Her turnuvada ne yapıp edip sevenlerini hayal kırıklığına uğratmayı beceren İspanyollar, 2008'e yaptıkları başlangıçla bu imajdan kurtulmaya kararlı olduklarını gösterdiler. Turnuvanın sürpriz adaylarından Rus takımı ise en azından benim için sempatikliğini korumaya devam ediyor. 4 gol yemelerine rağmen maç boyu iyi top yaptılar ama cezası nedeniyle oynamayan Arshavin ve sakat Pogrebnyak'ın yokluğunda son noktalarda etkili olamamalarının bedelini ödediler. İspanya, turnuvanın en iyi forvet ikilisine sahip. Çok yönlü orta sahaları da cabası ama fizik açıdan Almanya tarzı takımlarla baş etmekte zorlanabilirler. Bu da özellikle turnuvanın ilerleyen turlarında onlara problem yaratabilir. Savunmaları da en azından kağıt üzerinde sorun yaşayabilirmiş gibi duruyor. Ne olursa olsun bugünkü sonuç gösterdi ki İspanya nihayet "ben de varım" diyebileceği bir turnuva yaşamaya hazır.

Yunanistan - İsveç 0-2

Yunanistan: Nikopolidis, Seitaridis, Kyrgiakos, Antzas, Dellas (Amanatidis 70), Torosidis, Charisteas, Basinas, Katsouranis, Karagounis, Gekas (Samaras 46).

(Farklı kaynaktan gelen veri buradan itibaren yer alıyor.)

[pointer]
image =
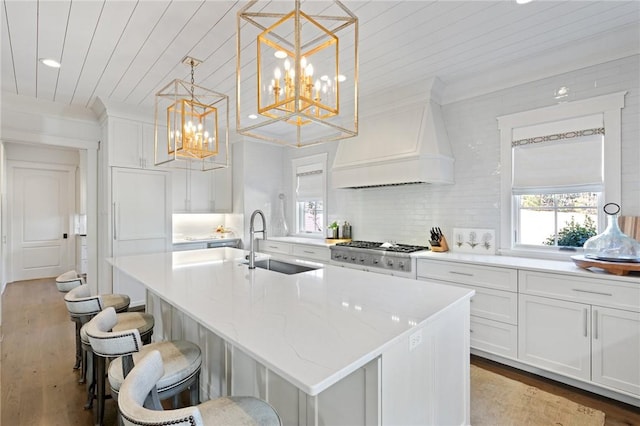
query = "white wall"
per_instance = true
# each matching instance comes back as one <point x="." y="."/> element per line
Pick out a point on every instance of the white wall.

İsveç: Isaksson, Alexandersson (Stoor 74), Mellberg, Hansson, Nilsson, Wilhelmsson (Rosenberg 78), Svensson, Ljungberg, Andersson, Ibrahimovic (Elmander 71), Henrik Larsson.

Goller: Ibrahimovic 67, Hansson 73

Tarihin en kötü turnuvalarından 2004'ün son şampiyonu Yunanistan için işlerin 4 yıl önce olduğu kadar iyi gitmeyeceği 67. dakikada İbrahimovic'in kaydettiği muhteşem golle belli oldu. Kral Otto'ları yönetiminde çoğu kimse tarafından ilkel bulunan liberolu ve 3'lü savunma sistemiyle bir önceki şampiyonada zafere ulaşan ve geçtiğimiz elemelerde de birlikte yer aldığımız gruptan rahatlıkla çıkan Yunanistan'ın başarıları zaten haddini aşmaya başlamıştı. Bu kadar negatif futbol oynayan bir takımın bu denli başarı kazanması herşeyden önce futbolun kendi adına bir şanssızlık. Neyse ki sanıldığı ve maç sonrasında özellikle NTV'de çokça bahsedildiği üzere dünya futbolunda Yunanistan tarzı bir futbola yöneliş falan söz konusu değil. 2004 sonrası üst düzey futbol arenalarının hiçbirinde Rehlagel tarzı bir sisteme rastlamadık. İyi savunma yapmak demek Yunanistan'ı kopya etmek demek değildir. Tam tersine iyi savunma yapmak futbol adına güzel bir şeydir. Nihayetinde defans da bu oyunun bir parçası. Eğer savunmalar bu kadar gelişmişse ve başarının anahtarı olmuşsa hücum futbolunun da buna karşı kendi stratejilerini geliştirmesi gerekir ki zaten son senelerde gördüğümüz de bu. Artık daha tempolu bir futbol izliyoruz. Mourinho'nun Chelsea'si çok iyi bir savunma takımı olduğu kadar müthiş de tempolu bir takımdı. Bunları söyleme ihtiyacı duyuyorum çünkü günümüzde öyle bir hava yaratılıyor ki sanki futbol ölmüş, herkesin savunmaya önem vermesi sebebiyle artık bu sporun izlenecek bir tarafı kalmamış. Bilakis artık oyunun hem savunma hem de hücum yönünü başarıyla oynayan çok daha komple ve iyi futbol takımlarını izleme çağına giriyoruz.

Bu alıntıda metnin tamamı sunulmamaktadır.